A fare le spese della crisi sono in primo luogo gli italiani ancora residenti in Istria e nel Quarnaro.La località dove si verificano gli episodi più gravi è Fiume. Così come a Belgrado e a Zagabria, infatti, anche a Fiume l’8 ottobre 1953 si tengono grandi manifestazioni contro la “Nota Bipartita”. A Fiume, a differenza della capitale serba o di quella croata, i manifestanti jugoslavi non hanno alcuna sede diplomatica o consolare contro cui scagliarsi, ma tale assenza è più che compensata dalla presenza di una comunità italiana autoctona, formata dalle poche migliaia di fiumani che non hanno preso la via dell’esodo, mentre vige ancora il bilinguismo. I manifestanti danneggiano il circolo culturale italiano e molte scritte bilingui.
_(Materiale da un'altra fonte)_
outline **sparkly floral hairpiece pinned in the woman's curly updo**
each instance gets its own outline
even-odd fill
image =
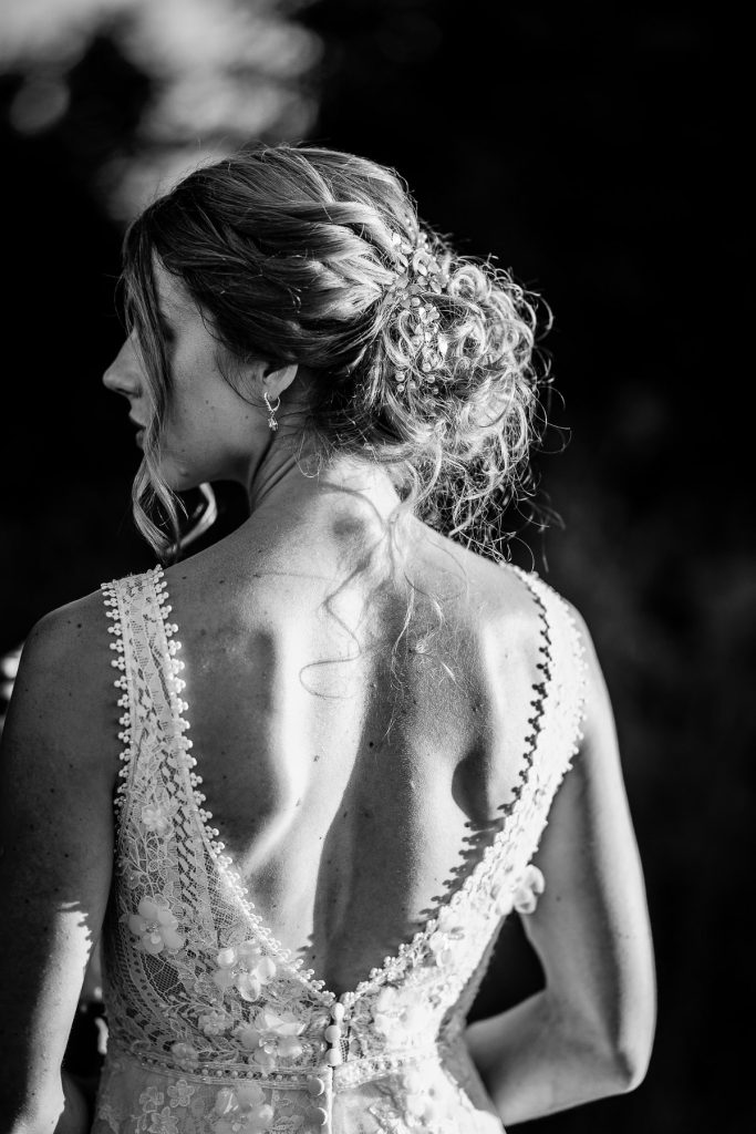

Le autorità, difficilmente estranee alle manifestazioni, vanno però ancora oltre, sancendo la fine del bilinguismo e obbligando privati e aziende di tutta la città ad eliminare tutte le scritte in italiano, lingua che in quei giorni nessuno osa più parlare per paura di ritorsioni, neppure i dirigenti comunisti che avrebbero dovuto rappresentare la minoranza italiana.
Sparisce dai cartelli anche la scritta “Fiume” e il nome ufficiale della città rimane da quel momento solamente “Rijeka”.
Per quanto riguarda l’Istria, qui il trattamento riservato agli italiani era già stato inasprito sin dai giorni seguenti al discorso di Tito ad Okroglica.
Dopo la “Nota Bipartita”, però, si verifica una vera e propria ondata di persecuzioni. In tutta l’Istria, compresa la Zona B, dove vivono ancora decine di migliaia di italiani, si assiste alla chiusura di scuole con lingua d’insegnamento italiana e al danneggiamento e talvolta alla chiusura dei circoli culturali italiani.
Contemporaneamente, il bilinguismo e i diritti degli italiani vengono fortemente limitati, quando non totalmente eliminati. Molti istriani decidono dunque di esodare e trovare rifugio a Trieste.